Digital Africa, Technological Transformation for Jobs examines pathways to produce and promote the expanded use of affordable and attractive digital technologies (DTs) that are appropriate for Sub-Saharan Africa’s growing workforce and facilitate continued learning through use. DTs are defined broadly to include digital and data infrastructure, broadband internet, smartphones, tablets, and computers. They also include more specialized productivity-enhancing solutions, such as management upgrading, worker training, procurement, marketing, logistics, financing, and insurance.
Main findings
- Two empirical studies undertaken for this report add to the rapidly growing evidence base that technology provides a pathway to inclusive productivity growth. These studies analyze geospatial information on the rollout of mobile internet towers over time, combined with household data surveys over a six- to seven-year period. The studies show that internet availability clearly has a positive impact on jobs and welfare.
- Other empirical studies highlight indirect impacts of internet availability on jobs through entrepreneurship, innovation, and foreign direct investment. Internet availability also expands the demand side of production and boosts aggregate growth.
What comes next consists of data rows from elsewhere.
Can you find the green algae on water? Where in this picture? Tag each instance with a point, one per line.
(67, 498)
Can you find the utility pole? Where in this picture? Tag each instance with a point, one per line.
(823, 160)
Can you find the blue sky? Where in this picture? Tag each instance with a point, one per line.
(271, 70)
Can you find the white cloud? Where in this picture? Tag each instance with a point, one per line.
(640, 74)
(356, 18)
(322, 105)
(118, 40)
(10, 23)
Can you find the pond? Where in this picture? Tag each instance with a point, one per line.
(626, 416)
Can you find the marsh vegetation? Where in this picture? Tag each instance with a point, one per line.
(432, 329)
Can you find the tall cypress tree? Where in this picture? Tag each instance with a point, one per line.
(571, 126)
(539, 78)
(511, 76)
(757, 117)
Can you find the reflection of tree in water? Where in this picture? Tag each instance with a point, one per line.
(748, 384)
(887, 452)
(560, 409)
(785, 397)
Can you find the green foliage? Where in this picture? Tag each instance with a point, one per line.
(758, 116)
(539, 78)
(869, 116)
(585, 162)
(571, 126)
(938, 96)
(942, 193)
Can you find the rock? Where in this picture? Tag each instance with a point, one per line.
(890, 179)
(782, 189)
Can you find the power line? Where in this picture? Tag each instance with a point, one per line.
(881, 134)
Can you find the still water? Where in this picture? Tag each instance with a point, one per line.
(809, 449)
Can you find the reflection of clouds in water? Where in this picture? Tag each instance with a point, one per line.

- Despite this good news that internet availability has strong causal impacts on jobs, the report also underscores the relative lack of DT use in Africa. Too few people benefit, as Africa’s internet infrastructure coverage and quality still lags other regions. While 84% of people on average across countries in Sub-Saharan Africa live in areas where 3G service is available, and 54% have some 4G mobile internet service, only 22% were using mobile internet services as of the end of 2021. Usage rates range from a low of 6% in South Sudan to 53% in South Africa, underscoring the heterogeneity of average use and the need for differentiated policy reforms across countries.
- The key DT related issue for African enterprises is still low productive use. The main factors affecting enterprise use of smart phones and computers, and of more sophisticated DTs, are the lack of ability to pay for them and willingness to use them. For example, 1.5 GB of data over 30 days, a package that covers about a few hours of daily use, amounts to about one third of the income for the 40% of Africans who fall below the extreme poverty line.
- In this regard, women tend to be at a disadvantage: Only 2% of micro-sized firms owned by young women and 8% of micro-firms owned by young men use a computer.
- To change this, the report recommends better access to credit, targeted regulations, and market-induced price reductions to help address affordability. Additionally, internet use should be viewed as a means of increasing household earnings and reducing poverty, so the policy goal is to increase the productive use of the internet to increase household earnings, and thus, the ability to pay.
- Sophisticated, creative, and simple-to-use apps with touch screen and voice, and videos in the many languages Africans speak, can also drive greater adoption of these technologies. Development of these kinds of apps and new DTs requires public-private investment and programs with business advisory services and worker training programs.
- DTs are necessary but insufficient on their own. Electricity, road access, education, and skills as well as attainable financing are all part of the solution.
- Finally, national strategies and related policies to ensure affordability, infrastructure availability, and data infrastructure should be implemented. Investments can include common access facilities for all and hubs for entrepreneurial training and support.
- Bold policy actions that create a conducive DT environment will lead to positive impacts visible to governments, enterprises, and households.